- Cottown Location within Perth and Kinross
- OS grid reference: NO208212
- Council area: Perth and Kinross;
- Lieutenancy area: Perth and Kinross;
- Country: Scotland
- Sovereign state: United Kingdom
- Post town: PERTH
- Postcode district: PH2
- Dialling code: 01821
- Police: Scotland
- Fire: Scottish
- Ambulance: Scottish
- Scottish Parliament: North Tayside; North East Scotland;

= Cottown, Perth and Kinross =

Cottown is a village in Perth and Kinross, Scotland, east of the village of St.Madoes and approximately 8 mi east of Perth. This area is in the Carse of Gowrie, and Cottown sits on a bank a rich alluvial soil to the north of the Firth of Tay between Perth and Dundee. It is the location of one of the largest concentrations of mudwall structures in Scotland, centred on the parish of Errol.

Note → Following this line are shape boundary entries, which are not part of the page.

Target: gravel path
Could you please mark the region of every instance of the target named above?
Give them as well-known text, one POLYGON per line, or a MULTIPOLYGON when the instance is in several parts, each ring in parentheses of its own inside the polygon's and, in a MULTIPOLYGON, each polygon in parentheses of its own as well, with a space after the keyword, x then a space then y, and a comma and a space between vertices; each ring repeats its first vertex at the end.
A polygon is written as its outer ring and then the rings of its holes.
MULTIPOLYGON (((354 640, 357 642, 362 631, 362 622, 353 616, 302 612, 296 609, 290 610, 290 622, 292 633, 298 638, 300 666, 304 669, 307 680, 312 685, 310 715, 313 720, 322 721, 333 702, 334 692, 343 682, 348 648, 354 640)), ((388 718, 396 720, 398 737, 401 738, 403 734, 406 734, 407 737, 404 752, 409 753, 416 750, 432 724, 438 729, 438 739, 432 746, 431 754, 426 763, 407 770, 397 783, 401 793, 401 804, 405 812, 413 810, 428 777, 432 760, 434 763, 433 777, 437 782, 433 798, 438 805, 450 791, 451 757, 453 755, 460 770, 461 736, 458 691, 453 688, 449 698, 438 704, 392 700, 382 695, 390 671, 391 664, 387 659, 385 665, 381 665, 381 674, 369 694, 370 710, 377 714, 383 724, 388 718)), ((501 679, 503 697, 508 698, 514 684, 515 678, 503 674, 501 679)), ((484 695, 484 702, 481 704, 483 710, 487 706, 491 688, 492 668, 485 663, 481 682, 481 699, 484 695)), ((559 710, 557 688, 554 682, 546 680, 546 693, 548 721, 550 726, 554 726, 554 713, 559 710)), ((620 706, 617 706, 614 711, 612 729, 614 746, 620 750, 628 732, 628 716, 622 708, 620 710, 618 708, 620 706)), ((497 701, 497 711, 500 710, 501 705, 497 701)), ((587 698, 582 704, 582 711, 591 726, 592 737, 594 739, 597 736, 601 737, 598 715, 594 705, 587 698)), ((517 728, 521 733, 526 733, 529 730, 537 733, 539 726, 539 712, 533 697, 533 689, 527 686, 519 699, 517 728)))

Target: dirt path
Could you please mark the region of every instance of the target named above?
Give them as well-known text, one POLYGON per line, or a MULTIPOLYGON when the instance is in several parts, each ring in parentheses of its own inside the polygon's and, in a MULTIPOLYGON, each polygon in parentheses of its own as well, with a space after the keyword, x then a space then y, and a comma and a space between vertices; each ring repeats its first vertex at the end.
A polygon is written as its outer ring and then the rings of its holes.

The Old Schoolhouse in Cottown is thought to have been constructed between 1745 and 1770, the rubble plinth possibly being the remains of an earlier sandstone building destroyed by fire in 1766. The building is likely to have reverted to a dwelling by the mid 19th century. The Schoolhouse was abandoned in 1985 and quickly fell into a state of disrepair, having been vacant ever since. In recognition of its rarity and value, as an almost intact example of 18th century mudwall construction, the building was given a category W listing in 1991. The Old Schoolhouse is now owned by the National Trust of Scotland.